Treasury May Not Change 65% Test for Solid-Waste Rules

bb010610waste.jpg

WASHINGTON — The Treasury Department may not modify a planned test of proposed solid-waste bond rules criticized by market participants, but could provide a remediation process for issuers that run afoul of the test, department officials indicated yesterday.

At a public hearing held on the rules by the Internal Revenue Service, Charles Henck, an attorney with Ballard Spahr LLP who spoke on behalf of the National Association of Bond Lawyers, told Treasury and IRS officials that the so-called 65% test for facilities that handle a combination of solid waste and other materials could prove unduly harsh to those that are forced to deal with unforeseen circumstances in a single year.

Under the proposed test, if 65% of the input to a mixed-use facility is solid waste, all the costs of the facility can be considered part of the solid-waste process and, as a result, be financed with tax-exempt bonds. However, the 65% ratio must be met each year.

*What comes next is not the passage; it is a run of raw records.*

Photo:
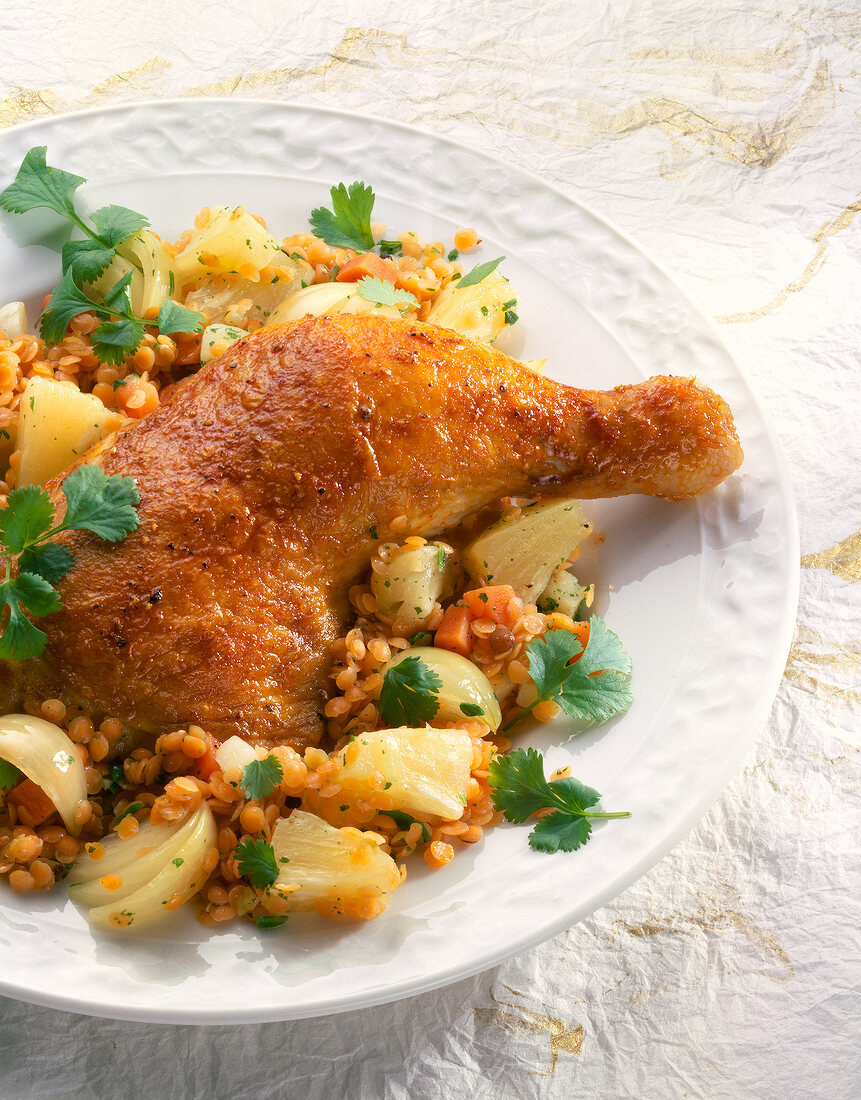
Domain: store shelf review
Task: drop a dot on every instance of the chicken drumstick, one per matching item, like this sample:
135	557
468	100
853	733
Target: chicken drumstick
266	479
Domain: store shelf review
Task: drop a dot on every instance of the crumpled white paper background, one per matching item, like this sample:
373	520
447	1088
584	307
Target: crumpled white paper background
724	136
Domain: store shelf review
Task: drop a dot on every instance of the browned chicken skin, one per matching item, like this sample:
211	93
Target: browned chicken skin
264	480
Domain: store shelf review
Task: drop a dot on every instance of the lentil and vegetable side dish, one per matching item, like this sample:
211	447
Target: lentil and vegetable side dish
289	552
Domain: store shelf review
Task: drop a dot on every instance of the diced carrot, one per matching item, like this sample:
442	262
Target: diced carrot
453	633
371	264
187	348
26	795
207	763
490	602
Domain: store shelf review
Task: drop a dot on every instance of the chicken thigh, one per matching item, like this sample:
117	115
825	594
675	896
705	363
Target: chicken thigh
267	477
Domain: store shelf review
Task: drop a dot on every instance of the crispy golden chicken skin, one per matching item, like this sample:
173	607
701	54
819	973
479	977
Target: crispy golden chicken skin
265	479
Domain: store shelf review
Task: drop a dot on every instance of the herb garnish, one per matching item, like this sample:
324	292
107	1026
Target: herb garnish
520	789
260	778
129	810
348	223
594	688
256	861
409	693
121	332
96	502
382	293
478	273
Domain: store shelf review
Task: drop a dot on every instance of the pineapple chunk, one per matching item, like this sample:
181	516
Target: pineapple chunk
525	550
475	311
152	267
217	339
227	242
428	769
338	871
13	320
245	300
57	424
412	581
330	299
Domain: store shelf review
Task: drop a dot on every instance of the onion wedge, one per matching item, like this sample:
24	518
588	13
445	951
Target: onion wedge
48	757
153	886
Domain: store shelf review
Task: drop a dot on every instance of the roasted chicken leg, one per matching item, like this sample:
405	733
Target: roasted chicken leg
267	477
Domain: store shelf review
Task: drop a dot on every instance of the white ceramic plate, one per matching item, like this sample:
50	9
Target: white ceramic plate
702	594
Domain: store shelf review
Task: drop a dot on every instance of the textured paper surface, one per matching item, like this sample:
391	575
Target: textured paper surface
724	136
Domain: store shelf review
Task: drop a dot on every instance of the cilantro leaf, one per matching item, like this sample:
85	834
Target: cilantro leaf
9	776
409	693
478	273
21	639
404	822
518	783
273	921
560	832
34	592
95	502
175	318
382	293
66	301
37	185
114	223
348	223
520	789
100	503
26	517
260	778
132	809
86	260
114	340
256	861
51	560
589	684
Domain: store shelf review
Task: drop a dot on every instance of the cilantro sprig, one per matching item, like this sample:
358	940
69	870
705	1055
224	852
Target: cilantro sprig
106	505
379	292
409	695
594	688
520	789
260	778
255	860
37	185
348	223
478	273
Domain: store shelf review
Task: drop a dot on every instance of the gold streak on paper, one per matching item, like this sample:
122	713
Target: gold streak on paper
22	106
123	81
721	135
845	661
354	48
562	1036
820	240
842	559
714	917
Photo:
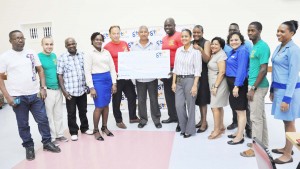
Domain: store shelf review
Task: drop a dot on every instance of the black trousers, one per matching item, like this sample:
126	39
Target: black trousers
170	98
81	103
127	87
234	118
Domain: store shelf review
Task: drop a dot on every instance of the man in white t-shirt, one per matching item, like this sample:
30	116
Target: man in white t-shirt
23	92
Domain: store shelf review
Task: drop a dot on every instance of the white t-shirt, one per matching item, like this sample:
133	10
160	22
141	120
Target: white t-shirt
21	73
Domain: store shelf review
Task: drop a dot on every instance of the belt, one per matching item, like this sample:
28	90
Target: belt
52	89
283	86
185	76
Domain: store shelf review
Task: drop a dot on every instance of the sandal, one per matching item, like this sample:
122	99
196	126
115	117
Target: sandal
106	131
98	135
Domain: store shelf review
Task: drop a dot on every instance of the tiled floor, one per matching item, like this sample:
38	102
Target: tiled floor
134	148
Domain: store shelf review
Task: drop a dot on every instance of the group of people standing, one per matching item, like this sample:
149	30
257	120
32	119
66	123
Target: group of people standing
202	72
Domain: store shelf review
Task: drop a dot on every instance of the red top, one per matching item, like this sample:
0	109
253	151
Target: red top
172	43
114	48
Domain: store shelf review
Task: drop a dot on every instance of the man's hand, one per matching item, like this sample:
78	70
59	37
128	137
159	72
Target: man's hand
114	89
10	101
67	95
250	95
194	91
43	94
93	92
284	106
271	96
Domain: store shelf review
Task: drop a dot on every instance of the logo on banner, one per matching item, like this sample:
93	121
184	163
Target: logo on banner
159	42
130	44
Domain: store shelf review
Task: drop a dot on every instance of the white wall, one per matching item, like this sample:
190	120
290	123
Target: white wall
79	19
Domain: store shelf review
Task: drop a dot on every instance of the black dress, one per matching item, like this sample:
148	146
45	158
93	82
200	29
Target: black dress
203	96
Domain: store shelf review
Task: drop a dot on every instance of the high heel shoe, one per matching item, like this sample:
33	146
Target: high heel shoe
231	142
98	135
106	131
187	135
211	137
202	130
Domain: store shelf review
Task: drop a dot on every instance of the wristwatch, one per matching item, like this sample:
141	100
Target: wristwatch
253	88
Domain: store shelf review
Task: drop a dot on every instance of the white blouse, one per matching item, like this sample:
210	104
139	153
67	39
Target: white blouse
98	62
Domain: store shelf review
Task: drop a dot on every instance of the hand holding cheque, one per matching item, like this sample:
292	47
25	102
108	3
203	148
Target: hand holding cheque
144	64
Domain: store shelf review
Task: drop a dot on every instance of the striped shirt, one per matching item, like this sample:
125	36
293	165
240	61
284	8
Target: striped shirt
188	62
72	69
149	46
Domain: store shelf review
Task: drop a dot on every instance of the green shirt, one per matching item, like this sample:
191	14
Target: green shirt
49	66
259	55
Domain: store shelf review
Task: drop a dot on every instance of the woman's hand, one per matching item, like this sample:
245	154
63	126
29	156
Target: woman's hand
214	91
284	106
114	88
271	96
174	87
194	91
93	93
235	92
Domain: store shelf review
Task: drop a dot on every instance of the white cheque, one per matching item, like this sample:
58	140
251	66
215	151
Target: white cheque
144	64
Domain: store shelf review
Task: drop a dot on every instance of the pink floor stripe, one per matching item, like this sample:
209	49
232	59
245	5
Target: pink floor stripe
126	150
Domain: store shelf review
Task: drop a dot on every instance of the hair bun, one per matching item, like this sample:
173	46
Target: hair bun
295	23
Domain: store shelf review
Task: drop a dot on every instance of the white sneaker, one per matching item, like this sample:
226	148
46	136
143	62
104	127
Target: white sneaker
62	139
88	132
74	137
55	143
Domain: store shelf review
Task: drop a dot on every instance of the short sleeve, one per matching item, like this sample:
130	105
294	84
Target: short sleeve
264	55
60	65
222	57
37	61
2	64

NABL argued in a comment letter submitted to the Treasury last month that the test should be applied on an average annual basis, because facilities that normally exceed that margin could run into trouble from a single bad year stemming from unusual circumstances, such as a labor strike or a natural disaster.

“A single aberrant year shouldn’t cause a problem,” Henck, the only witness at the hearing, told federal officials.

However, John J. Cross 3d, the Treasury’s associate tax legislative counsel, pointed out that the 35% margin under the test is fairly generous and  that rules on solid-waste facilities previously proposed in 2004 would have established an 80% test for mixed-used facilities.

“There’s already has a pretty high margin for error in it,” he said. “Why isn’t that high margin for error sufficient with an annual test?”

Aviva Roth, an attorney in the IRS’ associate chief counsel’s office who played a key role in writing the rules, suggested instead that the department establish a streamlined process for issuers to follow if they experience an atypical year.

“If the regs could somehow provide some type of remedial action that would be more automatic,” she said, thinking out loud, “something you could do when the year came and you were at 50% and you sent the letter, and there was some sort of streamlined process.”

Henck said such a process would be an improvement, but made clear he favors adopting an average annual test.

Meanwhile, there seemed to be consensus between Henck and agency officials that the Treasury should scrap a provision in the proposed rules that would stipulate residual material, a type of solid waste, must constitute less than 5% of all the material made in the production process.

Several groups told the Treasury in comment letters that this test would exclude all sorts of material that is widely considered solid waste.

Henck said yesterday that the problem isn’t the number, but the existence of any specific percentage. “Frankly … the 5% test simply [should] be eliminated, and we can’t think of any particular percentage that will work,” he said. “Waste is what it is, and whether it’s 50% or 70% or 10% of what comes from the process, it’s still waste.”

Cross asked Henck whether the entire concept of residual material needs to go, or if the problem is just the test. Henck told him that the concept would be “quite workable” without the percentage limit.

Henck also criticized the fact that the proposed rules ban all hazardous waste from being considered solid waste. He argued that establishing a widespread ban misinterprets the legislative intent of Congress. Further, federal laws on solid waste do not delve into whether the material was dangerous or not, he said, adding that a ban “simply isn’t a justified conclusion.”